The Park Avenue boys have already ravaged the schedule and are clearly reluctant to do it any more than they have to. Their response to the Raiders' latest self-created crisis, which began with a reminder that the games are only important insofar as they represent three more hours of billable programming, is now supposed to include a much larger fine given Las Vegas's position as repeat-repeat-repeat offenders.

Then again, the NFL hasn't actually been comfortable playing the mean sheriff in years now, and restrict their sentences to money seizures. They have yet to/don't intend to deal with Tennessee's rogue practices, or a more recent incident involving the New York Giants. The Raiders, though, are trying to flaunt their role as league gadflies with only team and opponent health concerns on the line, and doing it with the same artlessness and whingeing that has marked the vast majority of their last quarter-century.

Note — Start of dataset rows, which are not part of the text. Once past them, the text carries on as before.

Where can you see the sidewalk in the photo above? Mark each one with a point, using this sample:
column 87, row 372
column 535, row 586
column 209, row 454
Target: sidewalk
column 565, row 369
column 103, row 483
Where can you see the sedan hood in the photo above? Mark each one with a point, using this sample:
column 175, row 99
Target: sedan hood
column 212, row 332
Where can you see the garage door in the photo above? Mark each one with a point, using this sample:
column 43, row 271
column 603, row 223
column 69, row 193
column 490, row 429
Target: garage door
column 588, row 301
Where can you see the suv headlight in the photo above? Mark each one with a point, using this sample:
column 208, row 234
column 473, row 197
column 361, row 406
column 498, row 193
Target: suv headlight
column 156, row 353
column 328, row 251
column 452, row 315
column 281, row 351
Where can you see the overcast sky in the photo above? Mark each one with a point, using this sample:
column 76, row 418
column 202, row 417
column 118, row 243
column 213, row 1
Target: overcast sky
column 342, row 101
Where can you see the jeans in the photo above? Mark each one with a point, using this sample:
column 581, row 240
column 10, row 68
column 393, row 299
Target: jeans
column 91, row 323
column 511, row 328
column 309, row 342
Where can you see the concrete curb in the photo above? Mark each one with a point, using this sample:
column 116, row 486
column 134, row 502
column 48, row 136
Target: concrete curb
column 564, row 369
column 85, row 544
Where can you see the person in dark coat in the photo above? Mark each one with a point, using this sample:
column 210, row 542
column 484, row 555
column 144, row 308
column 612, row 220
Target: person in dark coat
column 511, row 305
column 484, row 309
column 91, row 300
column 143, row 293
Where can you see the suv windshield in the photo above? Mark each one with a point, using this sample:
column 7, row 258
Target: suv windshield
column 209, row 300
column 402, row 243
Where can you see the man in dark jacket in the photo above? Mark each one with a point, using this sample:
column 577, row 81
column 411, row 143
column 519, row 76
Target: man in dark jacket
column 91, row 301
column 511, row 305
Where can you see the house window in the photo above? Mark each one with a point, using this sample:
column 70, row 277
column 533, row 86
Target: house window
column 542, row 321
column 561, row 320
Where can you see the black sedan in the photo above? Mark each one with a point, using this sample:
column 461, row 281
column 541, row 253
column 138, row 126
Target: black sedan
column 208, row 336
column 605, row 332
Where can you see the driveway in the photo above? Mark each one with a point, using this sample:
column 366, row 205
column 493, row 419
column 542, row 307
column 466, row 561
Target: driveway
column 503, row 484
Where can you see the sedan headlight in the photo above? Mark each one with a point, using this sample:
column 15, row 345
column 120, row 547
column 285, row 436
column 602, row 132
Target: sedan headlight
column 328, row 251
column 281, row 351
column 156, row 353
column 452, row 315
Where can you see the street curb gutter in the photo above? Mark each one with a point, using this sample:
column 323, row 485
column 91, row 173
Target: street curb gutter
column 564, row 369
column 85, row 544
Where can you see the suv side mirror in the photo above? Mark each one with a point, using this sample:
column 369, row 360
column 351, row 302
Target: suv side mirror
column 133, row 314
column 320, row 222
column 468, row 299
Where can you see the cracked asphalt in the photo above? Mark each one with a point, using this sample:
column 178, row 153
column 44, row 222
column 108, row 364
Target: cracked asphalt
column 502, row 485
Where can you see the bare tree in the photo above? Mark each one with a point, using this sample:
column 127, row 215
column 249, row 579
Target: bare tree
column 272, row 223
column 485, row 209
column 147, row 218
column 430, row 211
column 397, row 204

But give them credit for trying, anyway. The old Raiders always tried to punch up against an oppressive league operation that didn't like the Al Davis–level bully-miscreant. Since the rules have changed and the best thing to possess is not a cunning mind but a vast financial portfolio, the Raiders have lived on the thin edge of the wedge, and trying to make their new stand as America's sporting outlaws has been far superseded by the Houston Astros, the entirety of college sports, and the recently deceased New England Patriots. The Raiders just sound, well, petulant.

They do have the cool s'mores bonfire at the stadium, though. Maybe if they don't get satisfaction on the offensive line thing, they'll use it to burn an effigy of Roger Goodell, or whatever ambitious underling handles the Raiders' cases now.